Guy Ryder , Secrétaire général adjoint à la politique, Bureau exécutif du Secrétaire général
L’Agenda 2030 repose sur une mobilisation de l’ensemble de la société, fondée sur l’engagement actif et la participation effective de tous les acteurs concernés. Guy Ryder, Secrétaire général adjoint chargé des politiques au Bureau exécutif du Secrétaire général, a rappelé que cette ambition suppose trois conditions essentielles : renforcer les capacités des parties prenantes, encourager une plus grande ouverture des États membres et créer au sein du système des Nations unies, des espaces favorisant leur participation.
Aller au-delà de la consultation
La salle est en pleine effervescence à l’ouverture des présentations des Revues nationales volontaires (RNV)
Les intervenants ont toutefois souligné que ces conditions demeurent insuffisantes si les acteurs de la société civile ne peuvent participer en toute sécurité.
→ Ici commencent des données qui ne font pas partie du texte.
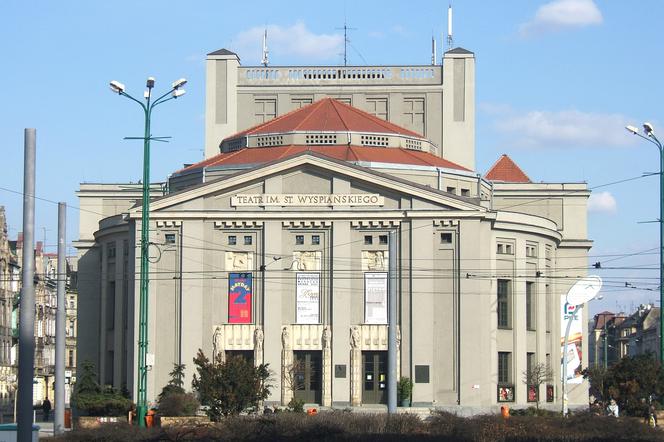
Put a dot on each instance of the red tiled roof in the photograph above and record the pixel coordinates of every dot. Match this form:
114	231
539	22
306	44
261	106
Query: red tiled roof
327	114
261	155
507	171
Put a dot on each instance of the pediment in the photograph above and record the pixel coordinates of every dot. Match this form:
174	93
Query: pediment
310	182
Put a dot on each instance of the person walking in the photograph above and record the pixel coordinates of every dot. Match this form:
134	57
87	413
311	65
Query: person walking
46	408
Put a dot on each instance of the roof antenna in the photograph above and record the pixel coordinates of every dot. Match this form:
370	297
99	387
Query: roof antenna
264	60
433	50
450	40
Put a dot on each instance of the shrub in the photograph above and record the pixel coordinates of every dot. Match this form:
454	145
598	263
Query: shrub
229	387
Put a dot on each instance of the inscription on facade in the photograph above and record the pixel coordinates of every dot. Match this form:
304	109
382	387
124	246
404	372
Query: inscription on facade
308	199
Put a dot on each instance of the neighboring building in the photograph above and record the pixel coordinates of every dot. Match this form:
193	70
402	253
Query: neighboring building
9	289
275	247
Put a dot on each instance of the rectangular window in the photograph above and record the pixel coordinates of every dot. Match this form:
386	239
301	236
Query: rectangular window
505	387
264	110
446	238
531	306
504	301
413	114
377	107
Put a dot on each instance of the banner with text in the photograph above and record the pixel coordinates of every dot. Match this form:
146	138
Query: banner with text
574	341
239	298
375	298
308	298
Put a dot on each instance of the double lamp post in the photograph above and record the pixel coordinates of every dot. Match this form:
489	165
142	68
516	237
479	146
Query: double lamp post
147	106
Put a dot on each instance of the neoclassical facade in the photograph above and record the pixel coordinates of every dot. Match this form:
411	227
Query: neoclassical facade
275	247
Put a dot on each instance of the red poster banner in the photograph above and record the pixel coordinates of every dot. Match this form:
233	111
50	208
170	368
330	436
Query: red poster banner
239	298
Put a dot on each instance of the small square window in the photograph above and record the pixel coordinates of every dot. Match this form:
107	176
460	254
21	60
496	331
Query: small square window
446	238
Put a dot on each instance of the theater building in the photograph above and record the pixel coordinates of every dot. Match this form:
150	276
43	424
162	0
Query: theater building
275	247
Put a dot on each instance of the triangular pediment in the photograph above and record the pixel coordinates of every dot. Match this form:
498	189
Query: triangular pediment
313	182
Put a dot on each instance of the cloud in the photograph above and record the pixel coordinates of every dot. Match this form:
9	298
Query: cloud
602	202
294	41
560	129
561	14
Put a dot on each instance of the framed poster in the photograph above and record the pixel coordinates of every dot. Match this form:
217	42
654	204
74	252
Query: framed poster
239	298
375	298
307	298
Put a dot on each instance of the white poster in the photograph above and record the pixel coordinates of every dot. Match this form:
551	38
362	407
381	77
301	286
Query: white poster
308	298
375	298
574	343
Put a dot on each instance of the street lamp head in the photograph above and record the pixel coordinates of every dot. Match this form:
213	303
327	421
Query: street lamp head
179	83
632	129
116	87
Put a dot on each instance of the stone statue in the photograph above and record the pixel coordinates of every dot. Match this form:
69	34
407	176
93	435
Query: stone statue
285	338
217	343
258	338
327	336
355	337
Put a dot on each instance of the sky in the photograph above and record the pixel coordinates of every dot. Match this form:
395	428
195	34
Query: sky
556	82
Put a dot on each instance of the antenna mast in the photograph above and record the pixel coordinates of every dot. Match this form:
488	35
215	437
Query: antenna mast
450	41
264	60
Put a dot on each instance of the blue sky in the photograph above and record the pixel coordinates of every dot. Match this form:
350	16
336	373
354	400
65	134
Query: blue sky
556	83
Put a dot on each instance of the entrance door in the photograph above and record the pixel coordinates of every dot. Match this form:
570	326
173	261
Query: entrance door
374	371
308	376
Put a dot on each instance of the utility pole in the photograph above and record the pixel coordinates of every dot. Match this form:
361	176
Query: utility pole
59	423
26	353
392	325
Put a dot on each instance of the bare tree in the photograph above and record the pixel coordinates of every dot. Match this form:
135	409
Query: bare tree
537	375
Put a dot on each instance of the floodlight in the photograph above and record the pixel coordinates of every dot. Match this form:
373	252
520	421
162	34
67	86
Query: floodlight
116	87
179	83
632	129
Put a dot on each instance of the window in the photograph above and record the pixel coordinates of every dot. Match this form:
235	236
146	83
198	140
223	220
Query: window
264	110
531	306
504	301
413	115
377	107
505	386
446	238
Claudia Fuentes Julio, Secrétaire générale adjointe aux droits de l’homme, a insisté sur la nécessité de protéger les militants et les défenseurs des droits humains. Elle a également plaidé pour dépasser les mécanismes traditionnels de consultation afin d’évoluer vers une véritable co-construction des politiques publiques. Selon elle, une consultation ne saurait se limiter au recueil d’avis sans garantie de leur prise en compte ; une participation effective implique que les parties prenantes puissent influencer les décisions et contribuer directement à l’élaboration des politiques, notamment à travers des budgets participatifs, des projets de développement pilotés par les communautés ou encore la préparation des Revues nationales volontaires (RNV).
Claudia Fuentes Julio , Sous-Secrétaire générale aux droits de l’homme
Des propositions pour une participation plus inclusive
Denisse Cufré , Groupe de parties prenantes LGBTI
Les représentants des différentes parties prenantes ont formulé plusieurs propositions en ce sens. Yugratna Srivastava, du Groupe majeur des enfants et des jeunes, a appelé à faire de la participation des parties prenantes un élément permanent de l’ensemble des travaux des Nations unies, notamment en l’inscrivant systématiquement à l’ordre du jour du Comité de haut niveau sur les programmes. De son côté, Denisse Cufré, du Groupe des parties prenantes LGBTI, a souligné que les dispositifs de participation restent souvent peu inclusifs, non par volonté d’exclusion, mais parce qu’ils ne prennent pas suffisamment en compte les contraintes concrètes auxquelles sont confrontés de nombreux citoyens.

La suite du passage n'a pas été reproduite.